If the SP only uses the document to validate the issuer, this trick often works.

  • Verify the Use Case: Outbound Federation is primarily meant for Workload Identity (e.g., an AWS Lambda calling a non-AWS API). If you are trying to set up User SSO (where a human logs into a dashboard), you should be using AWS IAM Identity Center (SAML/OIDC), which provides a full, standard-compliant discovery document.
EXPERT
answered 2 months ago
  • Hello IAM service team here! this is the correct answer!

  • Thank you! Was not able to overcome the issue yet. But the answer is very insightful.

1

We'd love to know what service you're trying to use with IAM Outbound federation. per Florians answer, very intentionally this is not-oauth 2. But we'd love to know more about what you're trying to do to see if we can fit improving it in our roadmap, or give you advice on what you can do instead.

AWS
answered 2 months ago
  • Hello, we also opened a support ticket, so you might see duplicate request through a different channel. We are trying to use IAM Outbound federation with Ali Cloud (Aliyun). The process requires creating an IdP on Aliyuns side and giving it the token issuer URL. From my observation, there are two fails there: 1. Automatically obtaining the fingerprint fails because they validates the Issuer URL against supported types and *.tokens.sts.global.api.aws is not considered supported by them (they assume it is for internal use, IAM Outbound federation is new so I suspect it got missed), this can be worked around by using the API for creating the IdP (their API allows providing your own fingerprint). 2. Missing fileds in the openID configuration. We attempted to work around this issue following Florian’s suggestion above, we re-hosted the configuration file and were able o create an IdP, however validating a token failed because Aliyun requires a strict match between the iss claim in the OIDC token and the issuer URL registered with the IdP (which is now the re-hosted configuration URL)

  • thanks! we'll look into it. Do you have any specific docs to the feature? that'd help us. Thanks! Is it AssumeRoleWithOIDC?

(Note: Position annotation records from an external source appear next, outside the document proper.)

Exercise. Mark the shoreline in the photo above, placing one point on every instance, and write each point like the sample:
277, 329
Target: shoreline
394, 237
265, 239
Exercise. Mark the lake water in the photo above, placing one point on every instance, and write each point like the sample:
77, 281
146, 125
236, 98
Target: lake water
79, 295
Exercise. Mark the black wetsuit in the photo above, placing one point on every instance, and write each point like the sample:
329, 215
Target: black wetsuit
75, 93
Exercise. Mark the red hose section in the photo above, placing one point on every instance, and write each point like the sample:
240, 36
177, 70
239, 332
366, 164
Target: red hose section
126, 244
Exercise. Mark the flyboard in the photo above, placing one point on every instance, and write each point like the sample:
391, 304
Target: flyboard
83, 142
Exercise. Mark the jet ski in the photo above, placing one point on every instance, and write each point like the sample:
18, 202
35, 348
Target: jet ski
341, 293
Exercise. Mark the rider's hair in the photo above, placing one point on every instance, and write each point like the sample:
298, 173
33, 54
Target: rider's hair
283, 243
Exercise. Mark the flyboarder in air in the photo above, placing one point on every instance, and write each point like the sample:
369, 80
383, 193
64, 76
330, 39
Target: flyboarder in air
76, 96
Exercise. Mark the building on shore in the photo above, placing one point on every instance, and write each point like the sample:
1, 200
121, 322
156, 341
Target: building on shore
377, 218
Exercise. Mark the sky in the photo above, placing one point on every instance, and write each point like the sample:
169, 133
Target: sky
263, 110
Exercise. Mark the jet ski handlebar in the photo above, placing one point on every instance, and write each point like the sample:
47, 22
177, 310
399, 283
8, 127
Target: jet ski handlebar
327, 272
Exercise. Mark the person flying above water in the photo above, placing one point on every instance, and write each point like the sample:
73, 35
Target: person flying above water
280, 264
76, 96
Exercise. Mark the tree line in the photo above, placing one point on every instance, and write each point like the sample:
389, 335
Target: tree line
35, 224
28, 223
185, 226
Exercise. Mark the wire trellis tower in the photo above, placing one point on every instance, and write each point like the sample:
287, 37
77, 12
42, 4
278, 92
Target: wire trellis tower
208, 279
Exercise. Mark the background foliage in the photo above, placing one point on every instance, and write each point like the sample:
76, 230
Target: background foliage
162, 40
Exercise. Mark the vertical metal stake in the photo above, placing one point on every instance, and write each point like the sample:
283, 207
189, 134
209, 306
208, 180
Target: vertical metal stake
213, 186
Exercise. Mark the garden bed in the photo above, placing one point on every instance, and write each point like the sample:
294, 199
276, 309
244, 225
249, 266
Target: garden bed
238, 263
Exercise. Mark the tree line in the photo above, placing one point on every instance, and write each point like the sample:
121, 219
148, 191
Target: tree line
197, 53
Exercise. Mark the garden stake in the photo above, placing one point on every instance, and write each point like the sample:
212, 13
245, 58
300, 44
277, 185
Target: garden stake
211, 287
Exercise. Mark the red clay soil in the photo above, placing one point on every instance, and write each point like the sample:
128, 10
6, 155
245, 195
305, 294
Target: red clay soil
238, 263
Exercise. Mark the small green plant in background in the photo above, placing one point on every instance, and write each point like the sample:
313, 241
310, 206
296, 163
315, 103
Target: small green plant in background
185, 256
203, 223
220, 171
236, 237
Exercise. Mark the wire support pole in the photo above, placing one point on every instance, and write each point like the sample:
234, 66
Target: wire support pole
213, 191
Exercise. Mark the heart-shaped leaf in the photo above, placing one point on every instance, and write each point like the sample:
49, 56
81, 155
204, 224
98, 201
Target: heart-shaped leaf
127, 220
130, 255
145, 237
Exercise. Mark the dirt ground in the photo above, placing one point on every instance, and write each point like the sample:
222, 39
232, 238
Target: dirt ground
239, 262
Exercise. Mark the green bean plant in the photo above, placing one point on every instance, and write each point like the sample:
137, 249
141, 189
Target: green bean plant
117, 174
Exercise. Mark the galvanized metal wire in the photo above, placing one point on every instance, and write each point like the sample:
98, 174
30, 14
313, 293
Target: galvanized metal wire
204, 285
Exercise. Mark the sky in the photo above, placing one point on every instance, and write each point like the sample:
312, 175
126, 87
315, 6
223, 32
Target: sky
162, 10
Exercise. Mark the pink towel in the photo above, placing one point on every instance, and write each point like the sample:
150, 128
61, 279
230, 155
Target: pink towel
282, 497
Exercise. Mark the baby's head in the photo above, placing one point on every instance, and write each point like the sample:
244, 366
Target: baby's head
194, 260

    and yes I believe I talked to the same person from AWS support unless there were multiple this week. But this week is the first i've heard of a provider requiring this.

    I can see why some may if what they want is true OAuth, but I am curious to learn more about the aliyun feature.

  • @LWfromAWS This is the relevant documentation: https://www.alibabacloud.com/help/en/ram/overview-of-oidc-based-sso?spm=a2c63.p38356.help-menu-28625.d_3_3_1_0.33921f66VxXKHC. If you have an account, you can also try the API: https://api.alibabacloud.com/api/Ims/2019-08-15/CreateOIDCProvider Using the API requires you to calculate the fingerprint yourself, while through the console there is a button that calls an undocumented API GetOIDCIssuerCertFingerprint to do this automatically. And yes, after obtaining the token, getting credentials for Aliyun role is done with "AssumeRoleWithOIDC"(https://www.alibabacloud.com/help/en/ram/developer-reference/api-sts-2015-04-01-assumerolewithoidc)

  • Artium thank you so much for getting back to us! We're going to take a look. We're not able to commit to a timeline or roadmap for this yet, but we're going to investigate it and take it seriously. that I can promise you.

    Alternatively, while we investigate I would strongly encourage you to follow up with support from Alibaba. For providers like AWS with IAM outbound federation, these claims in the oidc discovery doc are not relevant for us as we don't even have those endpoints they'd be asking for and for using similar flows from Azure/GCP they would be not relevant, though I concede they would be present as they offering OAuth and not just OIDC-based federation with JWTs.